Au fil des chapitres, Ingold fait preuve d’une érudition remarquable par ses références à de nombreux auteurs de diverses disciplines : biologie, philosophie, psychologie, sociologie, linguistique, archéologie, anthropologie physique. Fait relativement rare pour un auteur anglo-saxon, il connaît bien et utilise abondamment la production d’auteurs français, anthropologues et autres, tels que Durkheim, Mauss, Lévi-Strauss, Sperber, Sigaut, Descola, Le Monnier, Merleau-Ponty, Saussure, Bourdieu. Mais ceux qui semblent l’avoir influencé, outre Darwin et Marx, sont James Gibson, en écologie psychologique, et Gregory Bateson, pour le systémisme. Le courant de la phénoménologie — en particulier l’oeuvre du philosophe Maurice Merleau-Ponty — constitue aussi une influence marquante, comme il le reconnaît ouvertement. La littérature ethnographique n’est pas non plus en reste et l’auteur fait régulièrement référence à de nombreuses études de cas, le plus souvent sur les sociétés de chasseurs-cueilleurs. Ses exemples favoris sont d’ailleurs canadiens (les Cris de la Baie James [Feit], les Ojibwa du Nord de l’Ontario [Hallowell]) et australien (les aborigènes). Par ailleurs, il s’inspire de nombreux gestes de la vie quotidienne, comme marcher, se localiser, aller à bicyclette, utiliser un outil, fabriquer un panier, c’est-à-dire de tout un ensemble de pratiques et de comportements humains liés intrinsèquement à l’environnement dans lequel ils sont élaborés.
Dans plusieurs chapitres du livre, l’auteur fait aussi appel à de nombreux schémas, dessins et autres illustrations pour mieux expliquer certains développements théoriques ou certains exemples concrets. Il ne craint pas d’être polémique et remet souvent en cause des idées reçues ou certains courants théoriques en anthropologie écologique, tels que l’écologie évolutionnaire. Dans son ensemble, toutefois, l’ouvrage n’est pas de lecture facile et, bien que son approche générale soit relativement simple, la compréhension de ses implications dans de multiples champs de la connaissance et des sciences humaines et sociales exige beaucoup d’attention, voire de connaissances préalables de la part du lecteur.
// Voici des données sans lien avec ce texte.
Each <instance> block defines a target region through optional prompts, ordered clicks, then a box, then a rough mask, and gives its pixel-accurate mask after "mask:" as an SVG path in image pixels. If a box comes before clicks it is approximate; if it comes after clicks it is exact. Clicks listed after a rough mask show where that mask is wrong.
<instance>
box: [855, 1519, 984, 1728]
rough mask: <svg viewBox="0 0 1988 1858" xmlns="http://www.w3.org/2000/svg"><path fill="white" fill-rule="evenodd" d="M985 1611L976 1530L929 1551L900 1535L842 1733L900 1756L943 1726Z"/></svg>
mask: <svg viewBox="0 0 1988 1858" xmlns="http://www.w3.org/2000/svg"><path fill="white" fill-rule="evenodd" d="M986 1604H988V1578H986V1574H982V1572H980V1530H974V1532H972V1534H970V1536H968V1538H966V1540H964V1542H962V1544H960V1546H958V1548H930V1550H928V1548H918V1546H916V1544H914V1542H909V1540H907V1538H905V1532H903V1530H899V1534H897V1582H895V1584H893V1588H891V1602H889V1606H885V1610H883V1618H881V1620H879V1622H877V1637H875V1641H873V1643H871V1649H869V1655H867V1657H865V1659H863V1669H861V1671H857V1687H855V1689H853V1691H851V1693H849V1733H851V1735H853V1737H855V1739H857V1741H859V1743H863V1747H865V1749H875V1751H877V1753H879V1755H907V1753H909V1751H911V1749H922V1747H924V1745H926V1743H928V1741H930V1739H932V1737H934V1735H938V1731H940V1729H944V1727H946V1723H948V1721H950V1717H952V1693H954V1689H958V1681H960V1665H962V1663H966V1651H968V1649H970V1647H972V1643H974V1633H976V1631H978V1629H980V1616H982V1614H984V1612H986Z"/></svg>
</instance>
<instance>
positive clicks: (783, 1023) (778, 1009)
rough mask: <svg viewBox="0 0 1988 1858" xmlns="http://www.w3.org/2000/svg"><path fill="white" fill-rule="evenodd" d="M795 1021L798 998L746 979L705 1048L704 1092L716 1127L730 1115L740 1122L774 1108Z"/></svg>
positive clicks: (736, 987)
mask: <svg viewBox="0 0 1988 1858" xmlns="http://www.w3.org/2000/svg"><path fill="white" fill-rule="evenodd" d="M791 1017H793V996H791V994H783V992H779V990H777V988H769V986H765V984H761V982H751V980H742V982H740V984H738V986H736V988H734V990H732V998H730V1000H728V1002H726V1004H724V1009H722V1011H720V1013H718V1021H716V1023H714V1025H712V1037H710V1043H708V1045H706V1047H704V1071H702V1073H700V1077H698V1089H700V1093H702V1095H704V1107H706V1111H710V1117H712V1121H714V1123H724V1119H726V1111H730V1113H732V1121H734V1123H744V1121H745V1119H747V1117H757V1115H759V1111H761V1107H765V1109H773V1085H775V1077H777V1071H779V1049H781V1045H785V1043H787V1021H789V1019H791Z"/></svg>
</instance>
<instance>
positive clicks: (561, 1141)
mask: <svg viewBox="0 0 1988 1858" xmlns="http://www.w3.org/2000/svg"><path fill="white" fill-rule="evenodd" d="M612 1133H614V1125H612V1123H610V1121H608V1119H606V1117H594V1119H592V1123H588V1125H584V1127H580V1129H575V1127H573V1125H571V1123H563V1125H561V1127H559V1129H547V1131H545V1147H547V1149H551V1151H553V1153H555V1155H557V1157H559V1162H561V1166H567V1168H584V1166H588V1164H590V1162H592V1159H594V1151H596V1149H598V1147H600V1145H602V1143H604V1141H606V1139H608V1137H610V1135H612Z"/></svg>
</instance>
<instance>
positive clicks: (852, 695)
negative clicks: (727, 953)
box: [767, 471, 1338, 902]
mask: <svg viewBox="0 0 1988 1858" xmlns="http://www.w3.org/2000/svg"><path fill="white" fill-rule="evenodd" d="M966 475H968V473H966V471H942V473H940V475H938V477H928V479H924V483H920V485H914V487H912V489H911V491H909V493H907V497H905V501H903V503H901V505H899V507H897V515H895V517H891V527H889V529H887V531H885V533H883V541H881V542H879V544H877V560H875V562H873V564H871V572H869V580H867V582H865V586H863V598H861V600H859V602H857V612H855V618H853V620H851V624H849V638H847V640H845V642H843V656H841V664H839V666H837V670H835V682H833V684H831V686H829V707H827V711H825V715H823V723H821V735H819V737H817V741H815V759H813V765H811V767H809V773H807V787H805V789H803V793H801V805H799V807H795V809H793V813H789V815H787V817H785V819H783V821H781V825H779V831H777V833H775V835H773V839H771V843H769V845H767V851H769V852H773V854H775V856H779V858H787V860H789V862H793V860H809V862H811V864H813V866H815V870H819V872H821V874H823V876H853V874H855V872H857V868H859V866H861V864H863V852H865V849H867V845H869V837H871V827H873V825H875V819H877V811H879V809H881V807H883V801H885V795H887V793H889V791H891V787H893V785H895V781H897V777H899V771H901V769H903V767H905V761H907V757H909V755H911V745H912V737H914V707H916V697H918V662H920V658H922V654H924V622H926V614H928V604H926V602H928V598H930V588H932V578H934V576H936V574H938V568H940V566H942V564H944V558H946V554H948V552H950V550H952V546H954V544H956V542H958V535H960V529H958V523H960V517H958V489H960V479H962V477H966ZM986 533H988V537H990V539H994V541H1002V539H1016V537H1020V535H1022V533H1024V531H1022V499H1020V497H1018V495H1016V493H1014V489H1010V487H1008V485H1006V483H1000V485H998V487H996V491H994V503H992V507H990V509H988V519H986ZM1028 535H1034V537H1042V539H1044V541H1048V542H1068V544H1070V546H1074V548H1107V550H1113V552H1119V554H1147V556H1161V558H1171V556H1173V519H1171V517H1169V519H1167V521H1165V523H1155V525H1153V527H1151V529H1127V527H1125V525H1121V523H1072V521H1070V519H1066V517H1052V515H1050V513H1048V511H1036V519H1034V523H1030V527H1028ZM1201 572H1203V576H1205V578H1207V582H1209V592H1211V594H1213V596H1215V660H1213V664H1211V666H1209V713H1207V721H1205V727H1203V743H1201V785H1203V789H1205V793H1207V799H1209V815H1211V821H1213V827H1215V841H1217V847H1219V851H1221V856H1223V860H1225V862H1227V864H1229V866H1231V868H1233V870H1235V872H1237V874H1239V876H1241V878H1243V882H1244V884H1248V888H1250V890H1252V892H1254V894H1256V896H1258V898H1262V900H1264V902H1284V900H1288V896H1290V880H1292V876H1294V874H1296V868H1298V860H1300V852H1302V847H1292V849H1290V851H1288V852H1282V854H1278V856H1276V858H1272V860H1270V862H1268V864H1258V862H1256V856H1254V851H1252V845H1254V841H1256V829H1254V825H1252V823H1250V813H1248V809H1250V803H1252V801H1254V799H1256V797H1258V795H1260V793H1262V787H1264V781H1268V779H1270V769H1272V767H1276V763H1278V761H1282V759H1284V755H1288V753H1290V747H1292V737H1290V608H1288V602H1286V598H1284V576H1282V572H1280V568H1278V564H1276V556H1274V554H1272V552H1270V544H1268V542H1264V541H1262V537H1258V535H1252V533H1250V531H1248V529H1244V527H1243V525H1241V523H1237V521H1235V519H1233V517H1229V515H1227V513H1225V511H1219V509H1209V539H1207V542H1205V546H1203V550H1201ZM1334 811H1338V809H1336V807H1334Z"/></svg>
Par contre, comme il ne s’agit pas d’une démonstration linéaire fondée sur une succession logique de thèmes interdépendants, il n’est pas nécessaire de tout lire, ni de lire les chapitres dans leur ordre numérique, comme le conseille l’auteur d’ailleurs. Il ne s’agit pas moins d’une oeuvre importante, à mon avis, mettant en pratique ce que l’auteur propose comme nouvelle démarche anthropologique : l’intégration des connaissances disciplinaires étagées dans l’analyse unifiée — et non découpée en niveaux — de l’homme organique, social et culturel.